Zygmunt Bauman, um sociólogo polaco, tem vindo, na sua vasta obra, a chamar a atenção para um outro fenómeno de abandono, este agora de carácter social. Ao analisar os laços sociais da vida contemporânea, o que ele encontra é a fusão ou a liquefacção das ligações que nos prendiam uns aos outros, que estabeleciam relações de mútua dependência entre as classes sociais e que, dessa maneira, solidificavam o espaço público e a vida das comunidades. A dissolução das famílias, relações meramente pontuais e utilitárias entre elites e gente comum, estão a criar um outro tipo de actor, o vagabundo.
Podemos pensar que o desenvolvimento actual do capitalismo está a destruir aquilo que foi, na história geral da espécie humana, a protecção contra a derrelicção, contra o abandono metafísico que representa o nascimento de cada ser humano. A dissolução dos laços sociais imposta pela nova economia (destruição da família, desresponsabilização do capital perante o trabalho, etc.) vem acrescentar abandono ao abandono. O vagabundo - e a vagabundagem é o destino que se pretende para grande parte da população europeia - é a figura central da nova experiência do mundo trazida pelo actual desenvolvimento económico e social.

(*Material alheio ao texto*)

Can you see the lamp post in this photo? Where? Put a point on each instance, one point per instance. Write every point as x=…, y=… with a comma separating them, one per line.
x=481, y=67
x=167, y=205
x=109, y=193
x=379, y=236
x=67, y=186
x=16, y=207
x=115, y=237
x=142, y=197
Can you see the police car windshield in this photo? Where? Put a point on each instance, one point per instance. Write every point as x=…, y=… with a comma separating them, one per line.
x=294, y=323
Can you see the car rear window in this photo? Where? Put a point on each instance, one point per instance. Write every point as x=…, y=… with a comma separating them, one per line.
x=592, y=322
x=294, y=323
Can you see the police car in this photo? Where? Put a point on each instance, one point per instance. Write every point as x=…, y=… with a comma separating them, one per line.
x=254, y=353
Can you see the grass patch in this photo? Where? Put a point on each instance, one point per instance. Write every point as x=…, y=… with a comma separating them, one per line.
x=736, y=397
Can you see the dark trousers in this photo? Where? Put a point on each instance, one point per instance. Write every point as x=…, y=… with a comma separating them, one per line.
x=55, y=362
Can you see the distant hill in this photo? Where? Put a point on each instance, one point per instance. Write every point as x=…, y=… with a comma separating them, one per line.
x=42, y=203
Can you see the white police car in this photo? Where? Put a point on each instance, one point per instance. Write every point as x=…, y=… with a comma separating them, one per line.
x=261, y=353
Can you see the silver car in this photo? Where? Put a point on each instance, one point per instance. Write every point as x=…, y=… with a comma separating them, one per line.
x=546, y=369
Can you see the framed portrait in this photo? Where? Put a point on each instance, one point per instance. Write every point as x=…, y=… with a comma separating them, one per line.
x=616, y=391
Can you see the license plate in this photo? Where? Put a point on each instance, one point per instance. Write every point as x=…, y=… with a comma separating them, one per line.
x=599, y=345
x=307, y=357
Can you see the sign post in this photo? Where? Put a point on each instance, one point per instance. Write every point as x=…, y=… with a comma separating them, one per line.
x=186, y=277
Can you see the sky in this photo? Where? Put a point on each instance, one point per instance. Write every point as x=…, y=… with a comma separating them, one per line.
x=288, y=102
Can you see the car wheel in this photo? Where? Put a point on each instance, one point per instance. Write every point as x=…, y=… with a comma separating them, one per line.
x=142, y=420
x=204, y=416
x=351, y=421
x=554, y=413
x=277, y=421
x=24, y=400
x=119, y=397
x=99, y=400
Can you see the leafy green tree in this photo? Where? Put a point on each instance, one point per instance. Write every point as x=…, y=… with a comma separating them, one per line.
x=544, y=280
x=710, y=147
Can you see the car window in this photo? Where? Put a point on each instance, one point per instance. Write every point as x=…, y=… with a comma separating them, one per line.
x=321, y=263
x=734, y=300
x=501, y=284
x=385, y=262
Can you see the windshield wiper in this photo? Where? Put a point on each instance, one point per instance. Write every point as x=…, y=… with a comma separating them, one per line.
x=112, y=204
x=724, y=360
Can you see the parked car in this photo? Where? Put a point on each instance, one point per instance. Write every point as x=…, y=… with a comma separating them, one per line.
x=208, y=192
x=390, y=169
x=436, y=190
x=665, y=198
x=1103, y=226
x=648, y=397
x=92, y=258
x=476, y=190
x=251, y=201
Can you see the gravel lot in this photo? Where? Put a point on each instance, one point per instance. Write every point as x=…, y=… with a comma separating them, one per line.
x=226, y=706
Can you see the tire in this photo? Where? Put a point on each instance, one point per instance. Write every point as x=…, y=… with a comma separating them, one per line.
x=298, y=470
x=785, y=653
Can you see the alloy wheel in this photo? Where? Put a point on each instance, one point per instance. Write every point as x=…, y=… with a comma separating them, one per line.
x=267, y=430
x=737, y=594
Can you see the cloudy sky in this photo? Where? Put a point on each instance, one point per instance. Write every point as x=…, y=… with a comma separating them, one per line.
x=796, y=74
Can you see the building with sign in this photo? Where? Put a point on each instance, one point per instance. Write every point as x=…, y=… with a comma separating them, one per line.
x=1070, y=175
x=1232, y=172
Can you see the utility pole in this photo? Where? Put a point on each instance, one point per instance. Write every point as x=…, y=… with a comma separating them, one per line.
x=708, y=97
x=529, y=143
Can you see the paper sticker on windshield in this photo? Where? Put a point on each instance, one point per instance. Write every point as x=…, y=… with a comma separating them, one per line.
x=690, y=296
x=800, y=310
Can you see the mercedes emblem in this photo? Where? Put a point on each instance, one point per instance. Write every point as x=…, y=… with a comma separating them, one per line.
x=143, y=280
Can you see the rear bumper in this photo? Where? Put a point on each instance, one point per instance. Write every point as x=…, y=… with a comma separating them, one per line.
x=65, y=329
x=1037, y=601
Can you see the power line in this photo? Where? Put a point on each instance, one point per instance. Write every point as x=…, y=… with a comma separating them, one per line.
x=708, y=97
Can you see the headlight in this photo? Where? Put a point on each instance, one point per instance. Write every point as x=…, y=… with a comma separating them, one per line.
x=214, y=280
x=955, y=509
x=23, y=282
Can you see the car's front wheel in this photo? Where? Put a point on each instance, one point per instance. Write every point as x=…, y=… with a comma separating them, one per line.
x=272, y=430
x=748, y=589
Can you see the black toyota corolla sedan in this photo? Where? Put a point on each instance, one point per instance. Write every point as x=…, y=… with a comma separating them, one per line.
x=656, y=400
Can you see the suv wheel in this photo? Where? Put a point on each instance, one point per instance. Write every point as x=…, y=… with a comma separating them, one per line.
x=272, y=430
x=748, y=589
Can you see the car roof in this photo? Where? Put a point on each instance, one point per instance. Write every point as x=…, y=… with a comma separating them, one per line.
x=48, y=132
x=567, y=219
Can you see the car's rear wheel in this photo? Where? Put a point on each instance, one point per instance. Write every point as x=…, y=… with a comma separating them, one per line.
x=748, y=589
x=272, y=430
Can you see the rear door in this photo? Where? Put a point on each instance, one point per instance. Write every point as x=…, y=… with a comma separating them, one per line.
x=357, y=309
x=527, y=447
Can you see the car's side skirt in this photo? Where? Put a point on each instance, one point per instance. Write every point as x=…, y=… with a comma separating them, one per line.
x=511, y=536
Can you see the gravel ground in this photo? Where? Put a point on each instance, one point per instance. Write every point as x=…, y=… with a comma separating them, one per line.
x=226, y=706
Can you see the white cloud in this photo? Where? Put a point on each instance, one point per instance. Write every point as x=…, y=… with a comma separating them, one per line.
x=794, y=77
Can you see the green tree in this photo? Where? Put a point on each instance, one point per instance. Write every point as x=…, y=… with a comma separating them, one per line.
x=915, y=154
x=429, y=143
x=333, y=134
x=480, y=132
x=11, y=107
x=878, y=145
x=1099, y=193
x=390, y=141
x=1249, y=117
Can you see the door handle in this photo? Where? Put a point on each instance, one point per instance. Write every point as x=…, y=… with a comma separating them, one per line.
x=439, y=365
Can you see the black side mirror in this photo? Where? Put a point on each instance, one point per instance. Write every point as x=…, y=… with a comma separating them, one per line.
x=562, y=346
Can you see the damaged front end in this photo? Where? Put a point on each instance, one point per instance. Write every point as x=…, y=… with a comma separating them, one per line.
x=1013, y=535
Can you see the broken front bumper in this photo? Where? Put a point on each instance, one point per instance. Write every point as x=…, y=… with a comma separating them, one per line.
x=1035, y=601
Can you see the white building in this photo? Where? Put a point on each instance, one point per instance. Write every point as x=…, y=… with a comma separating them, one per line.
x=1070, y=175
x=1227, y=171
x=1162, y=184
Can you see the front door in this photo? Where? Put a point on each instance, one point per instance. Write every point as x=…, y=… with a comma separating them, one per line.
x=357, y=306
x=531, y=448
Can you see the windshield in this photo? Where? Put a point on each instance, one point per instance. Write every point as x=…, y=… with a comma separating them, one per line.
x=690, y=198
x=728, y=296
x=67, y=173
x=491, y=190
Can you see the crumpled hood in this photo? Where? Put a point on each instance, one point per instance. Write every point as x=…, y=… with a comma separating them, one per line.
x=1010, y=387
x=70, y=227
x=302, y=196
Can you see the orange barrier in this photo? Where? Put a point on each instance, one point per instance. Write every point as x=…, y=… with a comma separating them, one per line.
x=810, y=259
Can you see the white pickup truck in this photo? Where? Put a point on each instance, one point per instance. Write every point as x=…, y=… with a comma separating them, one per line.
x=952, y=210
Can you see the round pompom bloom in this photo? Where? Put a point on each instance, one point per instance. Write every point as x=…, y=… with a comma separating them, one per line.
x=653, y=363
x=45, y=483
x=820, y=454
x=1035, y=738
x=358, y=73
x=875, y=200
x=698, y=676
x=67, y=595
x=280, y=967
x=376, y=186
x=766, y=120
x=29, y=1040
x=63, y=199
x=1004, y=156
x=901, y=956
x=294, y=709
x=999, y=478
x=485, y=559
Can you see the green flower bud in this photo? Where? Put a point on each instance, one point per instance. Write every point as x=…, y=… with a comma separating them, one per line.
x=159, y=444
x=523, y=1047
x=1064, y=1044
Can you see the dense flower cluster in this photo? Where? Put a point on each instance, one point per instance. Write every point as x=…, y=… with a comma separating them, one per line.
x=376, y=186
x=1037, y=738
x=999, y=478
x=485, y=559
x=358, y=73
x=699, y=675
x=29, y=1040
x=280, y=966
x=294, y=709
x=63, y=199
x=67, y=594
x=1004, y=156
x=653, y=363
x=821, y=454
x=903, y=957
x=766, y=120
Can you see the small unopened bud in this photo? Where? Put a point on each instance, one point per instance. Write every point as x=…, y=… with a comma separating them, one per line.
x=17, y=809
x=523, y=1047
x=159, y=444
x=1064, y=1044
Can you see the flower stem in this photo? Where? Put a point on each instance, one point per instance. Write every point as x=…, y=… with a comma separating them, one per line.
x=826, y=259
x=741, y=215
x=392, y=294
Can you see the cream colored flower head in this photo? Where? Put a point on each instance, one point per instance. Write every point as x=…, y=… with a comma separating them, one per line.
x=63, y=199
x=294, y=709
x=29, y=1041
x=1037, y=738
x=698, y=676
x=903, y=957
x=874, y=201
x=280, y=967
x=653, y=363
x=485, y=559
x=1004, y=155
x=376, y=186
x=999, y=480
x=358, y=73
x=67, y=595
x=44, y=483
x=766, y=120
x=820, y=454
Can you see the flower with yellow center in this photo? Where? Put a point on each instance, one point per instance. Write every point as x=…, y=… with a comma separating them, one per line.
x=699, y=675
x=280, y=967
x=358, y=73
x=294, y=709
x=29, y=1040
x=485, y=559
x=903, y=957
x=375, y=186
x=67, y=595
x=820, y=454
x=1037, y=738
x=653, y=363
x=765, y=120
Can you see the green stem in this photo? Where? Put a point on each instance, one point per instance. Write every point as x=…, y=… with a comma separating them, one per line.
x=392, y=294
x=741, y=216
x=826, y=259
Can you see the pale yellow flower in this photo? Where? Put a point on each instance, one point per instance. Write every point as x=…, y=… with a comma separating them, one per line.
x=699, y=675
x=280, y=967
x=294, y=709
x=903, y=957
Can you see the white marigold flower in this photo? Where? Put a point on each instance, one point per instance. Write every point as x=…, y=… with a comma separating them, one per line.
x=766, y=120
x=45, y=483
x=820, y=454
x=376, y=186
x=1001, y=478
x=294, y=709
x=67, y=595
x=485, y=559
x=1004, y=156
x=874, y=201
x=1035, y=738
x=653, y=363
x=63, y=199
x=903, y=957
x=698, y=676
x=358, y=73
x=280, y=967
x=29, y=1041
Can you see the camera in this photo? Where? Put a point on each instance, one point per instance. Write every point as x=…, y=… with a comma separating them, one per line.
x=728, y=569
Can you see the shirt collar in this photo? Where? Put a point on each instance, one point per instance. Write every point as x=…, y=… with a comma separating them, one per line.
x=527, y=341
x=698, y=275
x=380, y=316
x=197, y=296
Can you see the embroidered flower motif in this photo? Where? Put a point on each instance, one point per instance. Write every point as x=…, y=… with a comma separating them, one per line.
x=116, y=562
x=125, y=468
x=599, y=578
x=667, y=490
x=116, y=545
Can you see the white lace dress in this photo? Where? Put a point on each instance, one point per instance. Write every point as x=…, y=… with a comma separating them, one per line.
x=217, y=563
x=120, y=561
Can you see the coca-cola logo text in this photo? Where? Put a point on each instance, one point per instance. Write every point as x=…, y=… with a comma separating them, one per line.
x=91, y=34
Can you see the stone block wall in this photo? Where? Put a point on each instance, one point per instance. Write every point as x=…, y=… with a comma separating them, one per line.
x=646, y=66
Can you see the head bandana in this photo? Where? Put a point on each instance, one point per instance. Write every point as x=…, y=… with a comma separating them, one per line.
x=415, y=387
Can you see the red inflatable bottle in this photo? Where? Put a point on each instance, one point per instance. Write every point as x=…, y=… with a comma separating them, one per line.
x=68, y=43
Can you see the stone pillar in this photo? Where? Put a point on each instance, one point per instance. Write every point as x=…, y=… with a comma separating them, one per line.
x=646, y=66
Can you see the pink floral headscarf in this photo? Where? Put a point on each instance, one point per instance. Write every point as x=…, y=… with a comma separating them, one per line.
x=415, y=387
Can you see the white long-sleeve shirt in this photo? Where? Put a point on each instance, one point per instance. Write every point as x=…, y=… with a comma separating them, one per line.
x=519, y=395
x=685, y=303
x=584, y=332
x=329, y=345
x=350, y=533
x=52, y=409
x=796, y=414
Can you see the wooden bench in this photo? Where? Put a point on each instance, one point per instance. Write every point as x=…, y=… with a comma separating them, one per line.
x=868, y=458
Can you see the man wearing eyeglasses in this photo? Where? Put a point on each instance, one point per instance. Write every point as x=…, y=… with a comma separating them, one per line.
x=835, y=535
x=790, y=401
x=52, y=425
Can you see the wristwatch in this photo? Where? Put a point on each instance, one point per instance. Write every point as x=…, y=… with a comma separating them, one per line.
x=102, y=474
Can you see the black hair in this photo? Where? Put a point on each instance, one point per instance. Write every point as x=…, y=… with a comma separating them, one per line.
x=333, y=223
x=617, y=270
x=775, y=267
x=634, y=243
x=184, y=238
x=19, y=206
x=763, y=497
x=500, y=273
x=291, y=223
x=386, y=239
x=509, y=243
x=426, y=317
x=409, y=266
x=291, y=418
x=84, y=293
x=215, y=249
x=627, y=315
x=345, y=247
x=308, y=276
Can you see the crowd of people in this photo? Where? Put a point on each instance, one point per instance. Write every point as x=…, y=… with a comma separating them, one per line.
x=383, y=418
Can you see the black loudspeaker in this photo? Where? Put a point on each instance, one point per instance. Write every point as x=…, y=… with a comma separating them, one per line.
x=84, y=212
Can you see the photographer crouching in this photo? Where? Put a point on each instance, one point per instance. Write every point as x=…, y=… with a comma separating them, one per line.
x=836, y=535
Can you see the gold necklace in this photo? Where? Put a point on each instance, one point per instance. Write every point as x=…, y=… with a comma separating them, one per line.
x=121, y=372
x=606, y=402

O vagabundo é aquele que foi obrigado a romper os laços sociais, o emigrante que se afastou da sua comunidade, o trabalhador precário que amanhã será despedido, o doutorando que, concluído o doutoramento, não terá que fazer, o desempregado que não mais trabalhará, os velhos que foram deixados na sua velhice. As comunidades existiam para fazer frente ao abandono metafísico pensado por Heidegger. O grande problema é que hoje em dia, as elites económicas, cada vez mais elusivas, e as elites políticas, cada vez mais subservientes, têm por finalidade destruir os laços comunitários, construir multidões de vagabundos ou, quando as coisas se complicam, criar comunidades-gueto onde os vagabundos são encurralados.
Ao expirar na cruz, Cristo diz: "Meu Deus, meu Deus, por que me abandonaste?" Esta experiência crística da derrelicção, do abandono, é cada vez mais a experiência de milhões de homens. Não o abandono de Deus em plena morte. Não o abandono do ser atirado para o mundo ao nascer. Mas o abandono pela sociedade e pelas suas estruturas políticas em plena vida. O desmantelamento do Estado social é o princípio organizador do novo abandono transformador de homens com destino em meros vagabundos perdidos na floresta da vida.